Belli ki, eski “başarı hikâyelerinin” anlatıldığı toplantıda yaşanan burukluktan sonra, “iyi” denebilecek bir habere ihtiyaç büyüktü.
(Tabii Şimşek’in neden “örtülü faiz artırımından” daha birkaç dakika önce Erdoğan’ın “kur artışı faiz lobisinin oyunu” açıklamasını tivitlemediğini soracak değiliz.)
***
Cumhurbaşkanı Erdoğan’ın, Merkez Bankası’nın para politikaları üzerinden yürüttüğü polemik, polemik olmaktan çıktı.

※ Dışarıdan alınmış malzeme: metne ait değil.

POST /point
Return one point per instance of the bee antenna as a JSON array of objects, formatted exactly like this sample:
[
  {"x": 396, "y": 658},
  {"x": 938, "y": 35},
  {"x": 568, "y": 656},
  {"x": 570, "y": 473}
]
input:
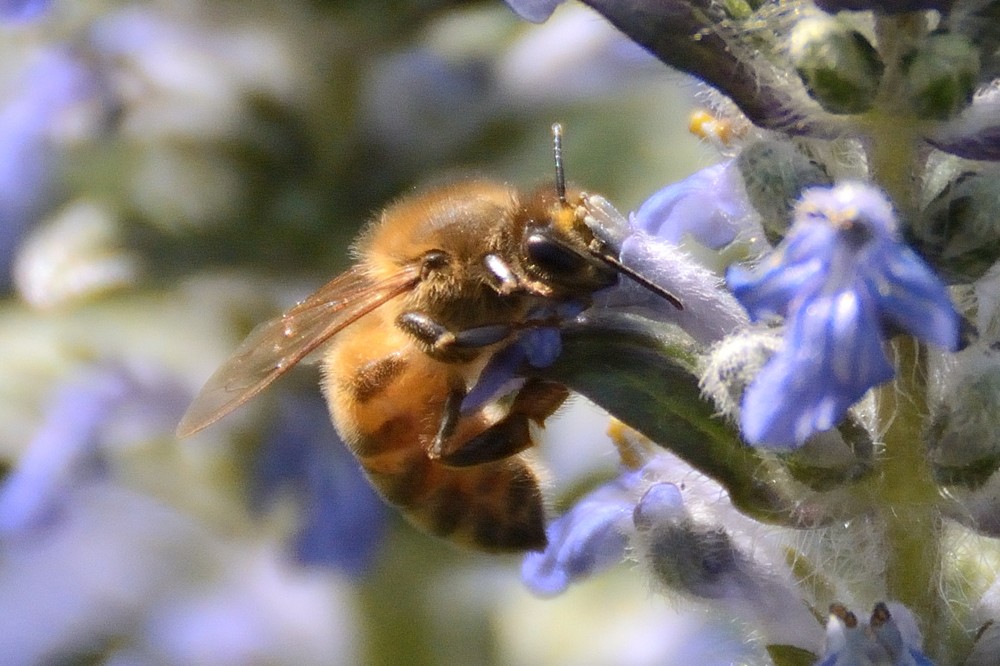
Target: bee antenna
[{"x": 557, "y": 154}]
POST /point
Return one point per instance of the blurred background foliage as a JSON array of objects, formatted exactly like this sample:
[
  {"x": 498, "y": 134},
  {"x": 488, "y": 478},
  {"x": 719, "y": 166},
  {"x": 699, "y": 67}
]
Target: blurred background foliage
[{"x": 173, "y": 172}]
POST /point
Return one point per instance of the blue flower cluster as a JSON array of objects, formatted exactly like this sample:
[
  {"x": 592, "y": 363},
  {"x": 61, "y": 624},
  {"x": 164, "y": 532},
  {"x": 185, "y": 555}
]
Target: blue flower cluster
[{"x": 850, "y": 220}]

Saldırganlaşan üslup, yabancı yatırımcıların alacakları karar nezdinde bir risk faktörüne dönüştü.
Başbakan Davutoğlu’nun rahatsızlığı büyük.

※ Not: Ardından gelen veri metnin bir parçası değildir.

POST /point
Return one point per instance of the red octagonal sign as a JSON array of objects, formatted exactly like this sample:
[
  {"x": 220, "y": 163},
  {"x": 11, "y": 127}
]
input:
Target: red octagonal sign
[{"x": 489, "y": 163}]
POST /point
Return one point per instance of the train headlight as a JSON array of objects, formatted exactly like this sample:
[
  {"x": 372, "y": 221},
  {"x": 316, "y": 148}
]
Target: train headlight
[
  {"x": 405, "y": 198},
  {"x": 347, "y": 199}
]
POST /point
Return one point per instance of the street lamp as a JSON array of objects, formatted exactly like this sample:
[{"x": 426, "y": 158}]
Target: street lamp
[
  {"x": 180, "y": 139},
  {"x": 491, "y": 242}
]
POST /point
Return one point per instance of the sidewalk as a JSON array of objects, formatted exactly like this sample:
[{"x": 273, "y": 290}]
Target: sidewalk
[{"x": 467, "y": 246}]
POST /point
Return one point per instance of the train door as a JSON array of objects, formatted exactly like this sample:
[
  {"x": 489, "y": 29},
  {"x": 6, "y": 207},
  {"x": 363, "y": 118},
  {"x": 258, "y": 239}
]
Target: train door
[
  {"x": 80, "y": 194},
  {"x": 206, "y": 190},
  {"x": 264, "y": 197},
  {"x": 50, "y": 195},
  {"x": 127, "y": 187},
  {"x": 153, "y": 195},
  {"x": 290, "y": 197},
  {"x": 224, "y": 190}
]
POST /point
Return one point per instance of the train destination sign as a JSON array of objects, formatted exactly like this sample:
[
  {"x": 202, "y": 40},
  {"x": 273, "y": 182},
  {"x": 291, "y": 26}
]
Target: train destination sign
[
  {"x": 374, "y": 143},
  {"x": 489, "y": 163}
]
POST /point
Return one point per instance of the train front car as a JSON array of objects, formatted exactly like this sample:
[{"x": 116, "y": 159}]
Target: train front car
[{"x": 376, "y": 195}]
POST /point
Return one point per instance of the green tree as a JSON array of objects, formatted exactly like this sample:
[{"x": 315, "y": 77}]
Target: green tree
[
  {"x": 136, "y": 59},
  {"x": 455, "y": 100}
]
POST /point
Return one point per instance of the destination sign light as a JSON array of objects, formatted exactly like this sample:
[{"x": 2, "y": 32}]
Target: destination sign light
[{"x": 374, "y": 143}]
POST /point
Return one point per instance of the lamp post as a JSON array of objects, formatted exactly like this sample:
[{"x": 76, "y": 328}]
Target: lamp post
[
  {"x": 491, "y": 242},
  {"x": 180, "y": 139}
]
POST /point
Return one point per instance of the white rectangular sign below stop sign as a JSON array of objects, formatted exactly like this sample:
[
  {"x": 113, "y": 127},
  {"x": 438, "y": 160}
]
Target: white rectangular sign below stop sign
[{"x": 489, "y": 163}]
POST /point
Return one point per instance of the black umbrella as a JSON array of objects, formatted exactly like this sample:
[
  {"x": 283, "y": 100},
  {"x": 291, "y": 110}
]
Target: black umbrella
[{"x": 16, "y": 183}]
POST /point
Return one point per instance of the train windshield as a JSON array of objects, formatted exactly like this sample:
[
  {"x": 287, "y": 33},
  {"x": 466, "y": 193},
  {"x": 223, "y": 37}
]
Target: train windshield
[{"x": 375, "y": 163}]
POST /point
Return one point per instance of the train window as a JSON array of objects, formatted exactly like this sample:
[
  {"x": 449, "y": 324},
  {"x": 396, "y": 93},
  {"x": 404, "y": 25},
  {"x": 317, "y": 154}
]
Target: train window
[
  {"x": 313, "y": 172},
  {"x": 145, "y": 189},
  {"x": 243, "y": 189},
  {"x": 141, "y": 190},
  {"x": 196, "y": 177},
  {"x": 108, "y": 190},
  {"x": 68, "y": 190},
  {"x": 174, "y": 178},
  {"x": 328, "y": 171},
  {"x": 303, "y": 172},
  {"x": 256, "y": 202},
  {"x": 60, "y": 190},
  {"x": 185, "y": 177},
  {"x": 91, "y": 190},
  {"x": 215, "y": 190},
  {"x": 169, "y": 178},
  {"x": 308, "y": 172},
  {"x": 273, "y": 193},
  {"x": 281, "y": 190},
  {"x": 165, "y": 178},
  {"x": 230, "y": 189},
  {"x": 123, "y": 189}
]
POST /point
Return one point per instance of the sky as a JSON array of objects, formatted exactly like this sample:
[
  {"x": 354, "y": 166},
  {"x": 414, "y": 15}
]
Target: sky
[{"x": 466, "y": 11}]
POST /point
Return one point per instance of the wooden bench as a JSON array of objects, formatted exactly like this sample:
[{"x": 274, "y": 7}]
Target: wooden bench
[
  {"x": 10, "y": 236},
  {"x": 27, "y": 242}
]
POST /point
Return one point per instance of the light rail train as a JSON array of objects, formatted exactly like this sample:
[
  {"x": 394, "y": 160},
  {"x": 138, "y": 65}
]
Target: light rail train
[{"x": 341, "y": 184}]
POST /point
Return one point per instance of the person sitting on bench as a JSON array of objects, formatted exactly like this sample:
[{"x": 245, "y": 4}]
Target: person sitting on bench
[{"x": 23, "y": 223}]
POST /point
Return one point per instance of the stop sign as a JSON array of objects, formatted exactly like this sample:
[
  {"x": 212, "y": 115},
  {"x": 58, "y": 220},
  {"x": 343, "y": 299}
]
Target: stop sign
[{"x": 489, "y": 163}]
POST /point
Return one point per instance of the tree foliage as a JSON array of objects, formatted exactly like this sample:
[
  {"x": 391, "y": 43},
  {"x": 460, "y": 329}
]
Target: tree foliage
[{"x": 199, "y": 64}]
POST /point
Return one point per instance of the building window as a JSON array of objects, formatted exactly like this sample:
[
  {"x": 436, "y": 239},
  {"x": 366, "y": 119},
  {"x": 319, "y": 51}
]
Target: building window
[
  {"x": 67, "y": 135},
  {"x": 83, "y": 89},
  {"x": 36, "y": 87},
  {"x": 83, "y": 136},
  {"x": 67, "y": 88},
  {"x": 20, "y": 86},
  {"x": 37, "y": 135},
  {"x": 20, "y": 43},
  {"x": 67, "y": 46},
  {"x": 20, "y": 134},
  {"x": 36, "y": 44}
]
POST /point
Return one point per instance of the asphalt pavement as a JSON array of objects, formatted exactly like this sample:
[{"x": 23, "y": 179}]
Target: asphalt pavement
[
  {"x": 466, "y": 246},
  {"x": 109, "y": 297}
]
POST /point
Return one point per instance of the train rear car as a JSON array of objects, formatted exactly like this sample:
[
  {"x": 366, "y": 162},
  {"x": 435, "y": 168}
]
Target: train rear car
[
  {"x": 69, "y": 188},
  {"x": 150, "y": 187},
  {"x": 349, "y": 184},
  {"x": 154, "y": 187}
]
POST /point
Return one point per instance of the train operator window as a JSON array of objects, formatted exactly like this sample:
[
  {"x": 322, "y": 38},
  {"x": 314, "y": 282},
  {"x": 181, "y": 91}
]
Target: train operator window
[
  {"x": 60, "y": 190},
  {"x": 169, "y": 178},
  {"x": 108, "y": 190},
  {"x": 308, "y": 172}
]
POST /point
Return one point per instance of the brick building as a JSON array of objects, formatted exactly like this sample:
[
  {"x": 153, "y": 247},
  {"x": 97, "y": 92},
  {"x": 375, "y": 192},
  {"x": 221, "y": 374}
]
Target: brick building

BM toplantısı için gittiği New York’ta bu toplantının bir “bahane” olarak kullanılıp uluslararası bankacılarla yapılan toplantıya katılması, bunun en büyük kanıtı.
Bizim bildiğimiz de bu tür toplantılara başbakanlar katılmaz.

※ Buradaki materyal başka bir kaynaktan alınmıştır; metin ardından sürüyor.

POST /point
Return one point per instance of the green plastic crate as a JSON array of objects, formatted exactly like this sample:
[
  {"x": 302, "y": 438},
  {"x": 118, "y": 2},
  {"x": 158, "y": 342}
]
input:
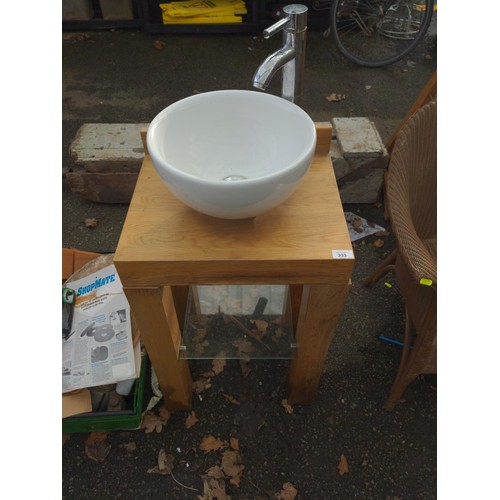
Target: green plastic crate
[{"x": 113, "y": 421}]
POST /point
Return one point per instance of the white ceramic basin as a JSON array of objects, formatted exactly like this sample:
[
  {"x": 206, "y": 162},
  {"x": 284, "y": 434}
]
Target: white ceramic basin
[{"x": 232, "y": 154}]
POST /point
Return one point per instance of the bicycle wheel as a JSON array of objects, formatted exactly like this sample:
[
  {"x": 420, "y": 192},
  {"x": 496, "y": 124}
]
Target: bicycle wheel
[{"x": 379, "y": 32}]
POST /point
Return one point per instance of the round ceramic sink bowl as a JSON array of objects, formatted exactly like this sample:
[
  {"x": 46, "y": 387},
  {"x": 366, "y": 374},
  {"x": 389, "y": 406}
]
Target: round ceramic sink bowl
[{"x": 232, "y": 154}]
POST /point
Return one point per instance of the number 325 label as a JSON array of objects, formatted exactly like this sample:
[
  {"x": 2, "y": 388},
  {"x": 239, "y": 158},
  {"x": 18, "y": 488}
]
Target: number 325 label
[{"x": 342, "y": 254}]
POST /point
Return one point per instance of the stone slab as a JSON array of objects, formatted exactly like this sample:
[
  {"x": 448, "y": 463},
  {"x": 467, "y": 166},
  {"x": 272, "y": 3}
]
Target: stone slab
[
  {"x": 108, "y": 147},
  {"x": 357, "y": 137},
  {"x": 103, "y": 187}
]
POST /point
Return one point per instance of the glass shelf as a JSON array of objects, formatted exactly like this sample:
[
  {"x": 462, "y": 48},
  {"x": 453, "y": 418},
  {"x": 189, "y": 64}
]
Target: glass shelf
[{"x": 238, "y": 322}]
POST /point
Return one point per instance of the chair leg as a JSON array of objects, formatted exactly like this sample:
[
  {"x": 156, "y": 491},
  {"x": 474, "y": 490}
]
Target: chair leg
[
  {"x": 403, "y": 377},
  {"x": 382, "y": 269}
]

90’lı yıllardan bu yana, Türkiye’nin “ne kadar yatırım yapılabilir bir ülke olduğunu anlatma” ve finans kuruluşlarının sorularını yanıtlama işi her zaman ekonomiyle ilgili bakanların görevi olmuştur.
Bu fasıldan, Davutoğlu’nun Goldman Sachs’ın aralarında yer aldığı 50 kişilik yemekte, Merkez Bankası’nın bağımsız olduğunu açıklaması da Erdoğan’ın tehditlerini temize çekerek yeniden itibar devşirme çabasından başka bir şey değil.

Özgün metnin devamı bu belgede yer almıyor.